Once one of the richest countries in Africa thanks to oil exports, Libya has crumbled since its 2011 uprising. It is now divided between two rival governments, and institutions on the either side of the country.
The war between the Tripoli-based Government of National Accord (GNA), and Khalifa Haftar’s eastern-based Libyan National Army (LNA), has intensified in recent years. This has caused the country’s economic problems to also grow. The difficult living conditions – including daily power cuts and fuel shortages – have prompted protests in both western and eastern Libya in recent weeks, thus adding to the political pressures faced by both sides of the conflict.
A blockade of oil exports by the LNA since January was lifted last month, and revenue is gradually starting to flow back into the country. However, this blockade has cost Libya more than $10 billion in lost income. Oil receipts are paid into the Tripoli-based Central Bank of Libya (CBL), which then pays salaries of most state employees, including in areas held by the LNA.

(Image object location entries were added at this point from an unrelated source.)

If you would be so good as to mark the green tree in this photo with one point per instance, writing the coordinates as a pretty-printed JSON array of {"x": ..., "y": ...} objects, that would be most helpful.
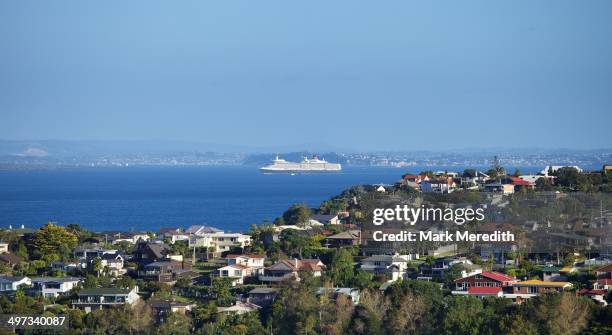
[
  {"x": 297, "y": 215},
  {"x": 50, "y": 238},
  {"x": 175, "y": 324},
  {"x": 341, "y": 271},
  {"x": 464, "y": 315}
]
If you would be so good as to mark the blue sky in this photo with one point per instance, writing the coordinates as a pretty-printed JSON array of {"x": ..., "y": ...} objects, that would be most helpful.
[{"x": 352, "y": 74}]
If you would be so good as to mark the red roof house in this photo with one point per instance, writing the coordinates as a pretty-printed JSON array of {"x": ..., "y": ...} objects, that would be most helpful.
[
  {"x": 485, "y": 279},
  {"x": 485, "y": 291}
]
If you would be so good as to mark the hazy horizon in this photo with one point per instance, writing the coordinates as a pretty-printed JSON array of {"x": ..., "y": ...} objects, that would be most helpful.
[{"x": 352, "y": 76}]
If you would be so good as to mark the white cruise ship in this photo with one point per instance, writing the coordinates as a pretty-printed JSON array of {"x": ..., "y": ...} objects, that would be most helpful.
[{"x": 306, "y": 165}]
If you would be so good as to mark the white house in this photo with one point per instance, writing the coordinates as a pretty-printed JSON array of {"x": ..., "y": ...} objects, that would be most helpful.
[
  {"x": 325, "y": 219},
  {"x": 220, "y": 240},
  {"x": 237, "y": 272},
  {"x": 10, "y": 284},
  {"x": 252, "y": 261},
  {"x": 89, "y": 299},
  {"x": 393, "y": 265},
  {"x": 555, "y": 168},
  {"x": 443, "y": 185},
  {"x": 114, "y": 263},
  {"x": 132, "y": 238},
  {"x": 202, "y": 230},
  {"x": 54, "y": 287},
  {"x": 239, "y": 308}
]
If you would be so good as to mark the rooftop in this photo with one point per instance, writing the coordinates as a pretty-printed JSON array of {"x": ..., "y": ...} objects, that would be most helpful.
[{"x": 536, "y": 282}]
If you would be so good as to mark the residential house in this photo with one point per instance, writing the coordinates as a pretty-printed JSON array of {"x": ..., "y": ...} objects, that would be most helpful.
[
  {"x": 242, "y": 266},
  {"x": 53, "y": 287},
  {"x": 239, "y": 308},
  {"x": 166, "y": 271},
  {"x": 12, "y": 284},
  {"x": 173, "y": 236},
  {"x": 496, "y": 250},
  {"x": 485, "y": 279},
  {"x": 394, "y": 266},
  {"x": 87, "y": 254},
  {"x": 349, "y": 292},
  {"x": 325, "y": 219},
  {"x": 598, "y": 296},
  {"x": 555, "y": 168},
  {"x": 114, "y": 264},
  {"x": 220, "y": 241},
  {"x": 237, "y": 273},
  {"x": 552, "y": 273},
  {"x": 497, "y": 187},
  {"x": 10, "y": 259},
  {"x": 290, "y": 268},
  {"x": 440, "y": 185},
  {"x": 148, "y": 252},
  {"x": 483, "y": 292},
  {"x": 90, "y": 299},
  {"x": 163, "y": 308},
  {"x": 518, "y": 183},
  {"x": 472, "y": 177},
  {"x": 604, "y": 278},
  {"x": 440, "y": 266},
  {"x": 129, "y": 237},
  {"x": 263, "y": 296},
  {"x": 414, "y": 178},
  {"x": 202, "y": 230},
  {"x": 250, "y": 260},
  {"x": 538, "y": 287},
  {"x": 344, "y": 239},
  {"x": 68, "y": 266}
]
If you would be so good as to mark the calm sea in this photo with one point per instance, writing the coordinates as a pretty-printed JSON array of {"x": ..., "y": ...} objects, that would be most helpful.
[{"x": 147, "y": 198}]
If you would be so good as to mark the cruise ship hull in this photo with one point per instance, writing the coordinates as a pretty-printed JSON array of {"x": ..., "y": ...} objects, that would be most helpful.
[
  {"x": 298, "y": 170},
  {"x": 314, "y": 165}
]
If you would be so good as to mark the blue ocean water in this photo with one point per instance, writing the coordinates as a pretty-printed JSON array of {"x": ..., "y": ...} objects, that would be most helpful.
[{"x": 147, "y": 198}]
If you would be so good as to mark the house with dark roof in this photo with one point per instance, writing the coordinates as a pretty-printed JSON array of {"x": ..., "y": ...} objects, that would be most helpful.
[
  {"x": 518, "y": 183},
  {"x": 484, "y": 292},
  {"x": 147, "y": 252},
  {"x": 603, "y": 278},
  {"x": 551, "y": 273},
  {"x": 344, "y": 239},
  {"x": 393, "y": 266},
  {"x": 90, "y": 299},
  {"x": 325, "y": 219},
  {"x": 485, "y": 279},
  {"x": 12, "y": 284},
  {"x": 349, "y": 292},
  {"x": 201, "y": 230},
  {"x": 290, "y": 268},
  {"x": 11, "y": 259},
  {"x": 163, "y": 308},
  {"x": 53, "y": 286},
  {"x": 263, "y": 296},
  {"x": 439, "y": 185},
  {"x": 166, "y": 271}
]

People often use cheques instead of cash, but these tend to bounce as banks try to control their own cashflows. One man who tried to buy land worth 30,000 dinars, was told by the bank he would have to make three separate payments over a longer period, instead of paying it all at once. Cheques in dollars can also be exchanged in eastern Libya for different values. This depends on which bank has issued them. “We got to the point where banks are unable to provide funds, and this reflects on the prices of goods where there are shortages,” said Asam Al-Abairesh, the head of the payments department of the eastern CBL.
Both the western and eastern CBLs are now subject to an international audit under the United Nations. This is with the eventual aim of reunifying Libya’s institutions.